In photographic postcards from the 1890s onwards, it appears with windows on three storeys. In the Broadstairs & St Peter's Street Directory for 1900 it was listed as a wheelwright's premises.

=== York Gate Hall (1912 - 1965) ===
In 1912 the building was hollowed out and turned into one large space by historian Sir Guy Laking, a collector of armour, whose family holidayed next door at York Gate House. Named 'York Gate Hall', it was designed in neo-classical style to house his armour collection, with windows on three sides, clad in local brick and flint to blend with other buildings on Harbour Street.

Laking died in 1919 and the hall was sold to Broadstairs and St Peter's Urban District Council. Until the 1950s it was used to store beach equipment and hired out in the season for family entertainment, 16mm cartoon shows and puppet shows. One regular hire was the Laurey Puppet Theatre, whose Joy Laurey created the 'Mr Turnip' puppet character for one of the first British television programmes for children, Whirligig.

In the early/mid 1960s, after Broadstairs' two purpose-built cinemas - the Odeon and the Picture House - had both closed, the hall operated briefly as 'York Gate Cinema'.
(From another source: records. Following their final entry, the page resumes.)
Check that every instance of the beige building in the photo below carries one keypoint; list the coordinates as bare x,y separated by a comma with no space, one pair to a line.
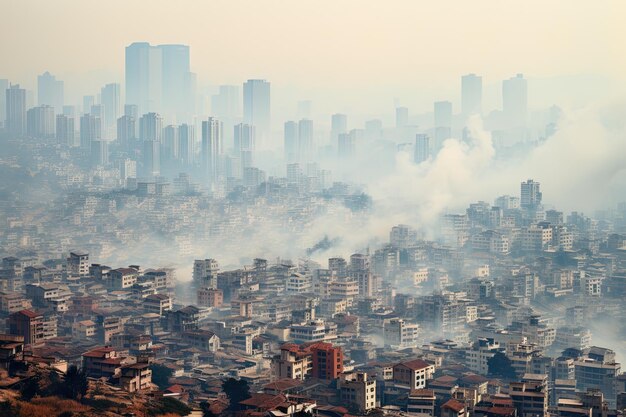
358,389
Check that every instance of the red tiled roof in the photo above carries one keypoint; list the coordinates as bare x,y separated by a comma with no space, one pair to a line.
28,313
453,405
416,364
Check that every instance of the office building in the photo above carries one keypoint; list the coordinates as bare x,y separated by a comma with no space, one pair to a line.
88,101
151,127
15,111
338,126
143,77
346,147
471,94
187,144
171,143
422,148
257,108
402,117
126,130
178,83
151,158
291,141
90,130
305,140
110,100
99,153
211,150
443,123
515,101
50,91
4,84
244,144
65,134
40,122
226,104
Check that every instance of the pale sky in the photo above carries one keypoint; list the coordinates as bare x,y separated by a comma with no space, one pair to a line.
313,44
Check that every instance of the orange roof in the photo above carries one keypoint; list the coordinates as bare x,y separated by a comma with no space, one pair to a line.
416,364
453,405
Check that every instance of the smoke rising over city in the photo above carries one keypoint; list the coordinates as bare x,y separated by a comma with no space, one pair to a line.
312,208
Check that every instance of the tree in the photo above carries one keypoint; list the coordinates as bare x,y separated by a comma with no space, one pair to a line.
206,409
236,391
76,383
161,375
501,366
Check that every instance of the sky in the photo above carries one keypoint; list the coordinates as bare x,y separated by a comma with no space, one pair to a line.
359,49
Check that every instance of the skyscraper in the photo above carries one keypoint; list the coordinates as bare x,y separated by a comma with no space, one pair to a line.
471,94
151,158
99,152
50,91
422,148
305,139
99,112
177,81
256,107
40,122
4,84
15,110
150,127
226,104
402,116
90,130
291,141
186,143
144,77
346,146
88,101
338,125
65,130
515,101
126,130
110,99
443,123
245,144
170,143
211,148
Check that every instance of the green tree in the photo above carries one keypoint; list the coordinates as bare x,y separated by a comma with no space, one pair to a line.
236,391
161,375
501,366
206,409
=== The Windsor (1965 - 2006) ===
York Gate Hall was permanently converted into a cinema by R H Field of Winfield Cinemas, who had also owned the Carlton and Regal in nearby Westgate and Birchington. The 'Windsor' had a 29-seat balcony with 126 seats in the stalls below reached by a staircase, an enclosed projection box with 35mm projector, a new entrance on Harbour Street into a small foyer leading to a fully blacked-out auditorium with a curtained screen.

The internal layout has remained largely unchanged ever since. The building itself, Grade II listed by Historic England in 1974, is still leased from Thanet District Council.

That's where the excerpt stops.